According to the 2015 Kauffman Index , 310 out of 100,000 adults start new businesses each month. That translates to just over half a million (530,000) new business owners PER month. Women own 36% of all businesses, according to the 2012 U.S. Census, and that number is only going up. So why is entrepreneurship the new black? The old ways of the corporate dinosaur don't fair well in our fast-paced new world. Mass layoffs mean that climbing the proverbial corporate ladder is no longer a thing, and no one is safe. The virtual world that runs our lives has also created entirely new industries and opportunities, and everyone wants in. Now a teenage app designer can become a millionaire before they can drive, and the unknown girl next door is now a millionaire thanks to one viral video.

So what's all the fuss, isn't it a good thing that people are quitting the rat race to chase their dreams? Well... every butcher, bakery, and candlestick maker is not meant to open a store, hire employees, or ship goods around the world. According to Fundera Ledger about two-thirds of businesses survive 2 years in business, half of all businesses will survive 5 years, and one-third will survive in 10 years. Entrepreneurship is not for the faint of heart. It is not a play thing. It is not a hobby that you entertain when you have time. It is not a way to make extra money. It is for better or for worse, in sickness and in health, til bankruptcy, merger, or selling, do you part.
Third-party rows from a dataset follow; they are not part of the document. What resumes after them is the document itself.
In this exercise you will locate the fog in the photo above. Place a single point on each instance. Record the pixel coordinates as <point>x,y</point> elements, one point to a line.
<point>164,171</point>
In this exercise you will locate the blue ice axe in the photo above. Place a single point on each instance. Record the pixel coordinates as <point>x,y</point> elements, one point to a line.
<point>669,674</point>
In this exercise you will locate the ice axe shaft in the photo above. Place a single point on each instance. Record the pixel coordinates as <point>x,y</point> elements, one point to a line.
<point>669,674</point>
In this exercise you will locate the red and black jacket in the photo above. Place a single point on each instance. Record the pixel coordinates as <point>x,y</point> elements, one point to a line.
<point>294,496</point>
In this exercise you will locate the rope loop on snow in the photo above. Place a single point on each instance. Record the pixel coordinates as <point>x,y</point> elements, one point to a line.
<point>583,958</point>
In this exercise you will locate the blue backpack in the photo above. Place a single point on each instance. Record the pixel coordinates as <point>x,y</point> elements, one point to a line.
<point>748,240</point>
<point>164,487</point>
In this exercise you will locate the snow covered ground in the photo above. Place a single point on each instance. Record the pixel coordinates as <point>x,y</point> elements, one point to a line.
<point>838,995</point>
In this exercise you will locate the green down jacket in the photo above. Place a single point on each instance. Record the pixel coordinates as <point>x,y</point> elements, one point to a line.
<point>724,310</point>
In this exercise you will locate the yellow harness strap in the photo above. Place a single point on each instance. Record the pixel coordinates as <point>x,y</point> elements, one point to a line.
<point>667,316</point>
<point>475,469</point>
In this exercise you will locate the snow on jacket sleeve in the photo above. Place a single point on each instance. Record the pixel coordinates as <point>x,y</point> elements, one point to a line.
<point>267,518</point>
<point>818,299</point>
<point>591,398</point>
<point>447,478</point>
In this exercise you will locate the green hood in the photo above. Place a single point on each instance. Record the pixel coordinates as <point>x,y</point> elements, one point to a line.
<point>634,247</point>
It's a great idea to work for yourself and live on your own terms, but everyone cannot and should not become an entrepreneur. Some people value stability over high risk and sacrifice. Some people love what they do when they can chose to do it, but would hate to be obligated to fill orders or meet a quota. I want every woman to be true to herself and not get swept up in the entrepreneur hype, and become devastated when a fun idea doesn't become an empire. I can't tell you how many times I have encountered women with decent products but no business sense or professionalism. I hate it when I can't reorder an item because phone numbers don't work, web links are broken, and store hours revolve around hang overs. Oh and my personal favorite is the business consultant that spelled the word entrepreneur wrong on her business card. Some things can be taught and improved upon, but some things have to be in an entrepreneur that no one can teach. It's not for everyone.
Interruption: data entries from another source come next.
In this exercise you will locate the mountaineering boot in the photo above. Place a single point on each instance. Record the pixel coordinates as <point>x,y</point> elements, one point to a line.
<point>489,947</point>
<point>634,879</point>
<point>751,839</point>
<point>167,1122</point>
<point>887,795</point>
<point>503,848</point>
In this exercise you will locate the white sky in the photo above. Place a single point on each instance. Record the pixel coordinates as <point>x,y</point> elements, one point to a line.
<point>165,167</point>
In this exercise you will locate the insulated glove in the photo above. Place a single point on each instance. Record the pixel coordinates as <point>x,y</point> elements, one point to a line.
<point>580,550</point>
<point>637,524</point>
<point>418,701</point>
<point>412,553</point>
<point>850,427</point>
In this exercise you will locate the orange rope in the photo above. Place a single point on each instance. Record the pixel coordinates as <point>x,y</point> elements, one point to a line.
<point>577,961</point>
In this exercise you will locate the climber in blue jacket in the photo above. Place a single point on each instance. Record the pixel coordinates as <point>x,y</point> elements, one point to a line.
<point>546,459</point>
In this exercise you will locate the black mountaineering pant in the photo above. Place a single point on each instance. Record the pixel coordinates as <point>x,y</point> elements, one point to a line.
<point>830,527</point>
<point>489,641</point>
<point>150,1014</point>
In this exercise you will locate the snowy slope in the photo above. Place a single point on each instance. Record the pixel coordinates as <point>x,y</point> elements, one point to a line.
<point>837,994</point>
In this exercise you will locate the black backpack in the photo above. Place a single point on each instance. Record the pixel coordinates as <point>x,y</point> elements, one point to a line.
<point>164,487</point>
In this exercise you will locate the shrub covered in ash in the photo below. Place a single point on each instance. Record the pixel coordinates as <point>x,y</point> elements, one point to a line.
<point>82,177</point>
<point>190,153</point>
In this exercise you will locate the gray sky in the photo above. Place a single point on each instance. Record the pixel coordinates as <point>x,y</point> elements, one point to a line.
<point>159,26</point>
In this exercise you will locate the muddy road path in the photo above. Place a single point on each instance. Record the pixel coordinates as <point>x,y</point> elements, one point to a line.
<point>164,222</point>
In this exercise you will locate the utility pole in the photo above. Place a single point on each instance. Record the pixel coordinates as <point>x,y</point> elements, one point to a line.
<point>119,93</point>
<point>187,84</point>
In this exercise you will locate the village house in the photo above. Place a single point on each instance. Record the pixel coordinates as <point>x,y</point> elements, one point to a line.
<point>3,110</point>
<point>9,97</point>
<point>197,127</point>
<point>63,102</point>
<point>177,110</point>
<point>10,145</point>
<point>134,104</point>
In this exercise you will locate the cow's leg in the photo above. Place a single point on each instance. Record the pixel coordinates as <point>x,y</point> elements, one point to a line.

We are all gifted to be great, but we are not all gifted to be leaders. Some of us are gifted to support leaders. Trust me you'll never know how much that support is needed. I think our generation is done with the massive corporate machine, but that doesn't mean a mass exodus toward the entrepreneur pool is our only resort. Starting a business will rip apart the essence of who you are, shove every under-rug swept fear in your face, and demand that you get rid of it. Entrepreneurship asks you to first give up everything that you hope to get, and never promises that you'll ever get it back. You will lose friends, you will even lose hope, and you will lose far more than you ever thought you had to surrender. For some there is that day of reckoning when the pay off finally comes. For others they fight the good fight, and then give up the ghost.
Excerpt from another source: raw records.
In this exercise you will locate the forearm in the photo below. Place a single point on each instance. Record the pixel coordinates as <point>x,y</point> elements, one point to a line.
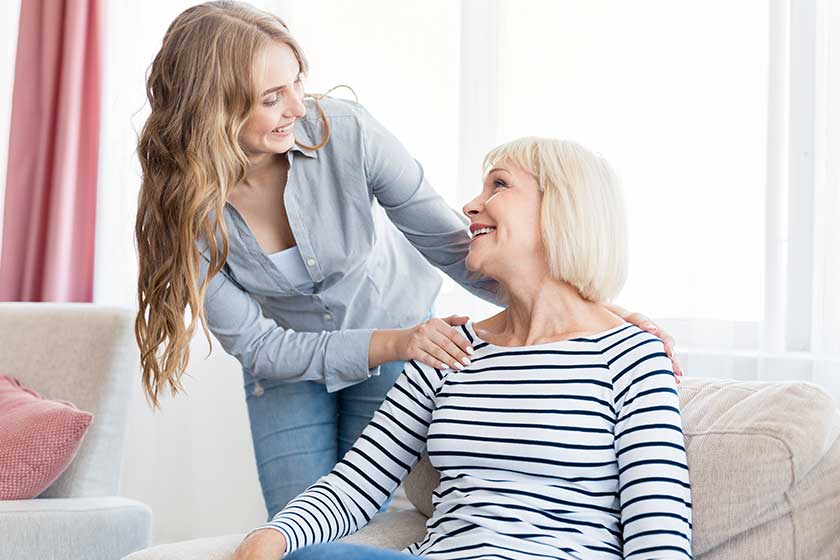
<point>384,344</point>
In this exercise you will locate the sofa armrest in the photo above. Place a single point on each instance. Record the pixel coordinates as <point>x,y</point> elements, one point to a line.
<point>85,354</point>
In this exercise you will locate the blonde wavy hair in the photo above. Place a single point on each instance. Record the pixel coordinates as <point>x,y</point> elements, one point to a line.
<point>582,216</point>
<point>201,90</point>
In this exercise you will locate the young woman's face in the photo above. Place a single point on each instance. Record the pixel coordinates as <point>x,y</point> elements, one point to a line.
<point>509,205</point>
<point>269,130</point>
Which ever fate I meet, and which ever fate you decide to tempt, just know why you're doing it. Don't do it for glory, clothes, or thinking its the only way to be a "boss". There are so many ways for you to contribute to the world in a meaningful matter. If you feel more like you're dreams are chasing you, (as they often do) then stop running and accept your fate as a possible entrepreneur, but go into it eyes wide open. You are not guaranteed to win or lose, but you will learn so much about yourself, and for that you should be proud. However, don't think that you have to run a business to run the world. Some of the most influential people the world has ever known weren't wealthy or businesses owners. They were simply great in what they did. You too have that greatness in you. In whatever way it produces itself, that is your decision. You are the boss.